- Born: 26 April 1971 New York City, US
- Education: Hampshire College (BFA), Rhode Island School of Design (MFA)
- Known for: Painting, drawing, writing, conceptual art

= Danica Phelps =

Danica Phelps (born April 26, 1971) is an American conceptual and visual artist.

==Work==
Phelps began showing her work in New York City in 1995 after earning her MFA from the Rhode Island School of Design. She is well known for her pencil drawings, which are typically scenes taken from her own life. Through meticulous documentation of her everyday events, she has created an extensive body of work that explores her financial pitfalls and successes, her sexuality, and mundane everyday tasks. Her work is also often saturated with financial references, citing the value of her work as well as her student debt and foreclosure preceding. Her mother is a mathematician, which may explain some of her proclivity towards numbers. Her creative documentation is so detailed that it includes time spent walking her dog, having sex, any income earned, and every expenditure she makes (drawn in red). Phelps traces each drawing sold and adds tracing information of the previous buyers and the price to each further generation of a piece. These tracings are mounted to wood with her well known red and green lines marking the economic history of the work.

In 2012, Phelps gained notoriety for The Cost of Love, a 25-panel painting constructed from an 8-page court ruling after a failed attempt to win back her New York apartment from her ex-girlfriend. After three years of co-habitation with her partner and child, Phelp's ex refused to leave their shared apartment.
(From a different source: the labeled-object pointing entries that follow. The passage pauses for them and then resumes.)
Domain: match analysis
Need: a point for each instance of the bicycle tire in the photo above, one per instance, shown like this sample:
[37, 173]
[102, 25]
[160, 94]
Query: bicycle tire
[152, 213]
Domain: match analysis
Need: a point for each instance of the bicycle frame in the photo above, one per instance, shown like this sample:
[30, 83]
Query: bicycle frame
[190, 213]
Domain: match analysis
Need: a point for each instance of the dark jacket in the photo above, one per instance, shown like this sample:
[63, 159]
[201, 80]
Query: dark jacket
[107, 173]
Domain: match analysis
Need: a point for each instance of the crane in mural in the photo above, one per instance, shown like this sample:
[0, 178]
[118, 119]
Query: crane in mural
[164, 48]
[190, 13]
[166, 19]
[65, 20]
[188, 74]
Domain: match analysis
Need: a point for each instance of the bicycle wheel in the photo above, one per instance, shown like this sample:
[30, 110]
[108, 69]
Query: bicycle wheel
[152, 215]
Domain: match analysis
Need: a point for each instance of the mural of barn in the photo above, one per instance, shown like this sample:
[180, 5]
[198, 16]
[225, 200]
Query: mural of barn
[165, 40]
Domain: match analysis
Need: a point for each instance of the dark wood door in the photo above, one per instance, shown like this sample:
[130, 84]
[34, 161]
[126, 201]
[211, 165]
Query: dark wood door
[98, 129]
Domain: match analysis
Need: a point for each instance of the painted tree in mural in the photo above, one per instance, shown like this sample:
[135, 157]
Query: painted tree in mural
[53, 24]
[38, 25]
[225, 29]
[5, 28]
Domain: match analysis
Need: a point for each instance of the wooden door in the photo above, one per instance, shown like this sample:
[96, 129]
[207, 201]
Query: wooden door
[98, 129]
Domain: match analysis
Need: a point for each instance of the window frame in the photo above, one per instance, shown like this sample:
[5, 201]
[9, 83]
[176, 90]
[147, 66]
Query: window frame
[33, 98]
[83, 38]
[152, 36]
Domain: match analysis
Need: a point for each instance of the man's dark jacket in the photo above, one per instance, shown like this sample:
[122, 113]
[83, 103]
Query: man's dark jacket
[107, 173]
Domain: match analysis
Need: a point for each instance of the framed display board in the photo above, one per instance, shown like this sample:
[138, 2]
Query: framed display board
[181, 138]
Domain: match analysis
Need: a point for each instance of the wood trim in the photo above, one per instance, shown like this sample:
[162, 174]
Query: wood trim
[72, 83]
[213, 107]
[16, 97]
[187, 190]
Legal fees and the losing ownership over the property had cost the artist an estimated $350,000, which is referenced in the painting with 350,000 individual red stripes.

She is currently represented by Galerie Judin in Berlin, Werner Klein in Cologne, Hubert Winter in Vienna, Michael Sturm in Stuttgart, Patrick Heide in London, Luis de Jesus in LA, and Oath Contemporary in Tulsa; she was formerly represented by Brennan & Griffin Gallery in New York City.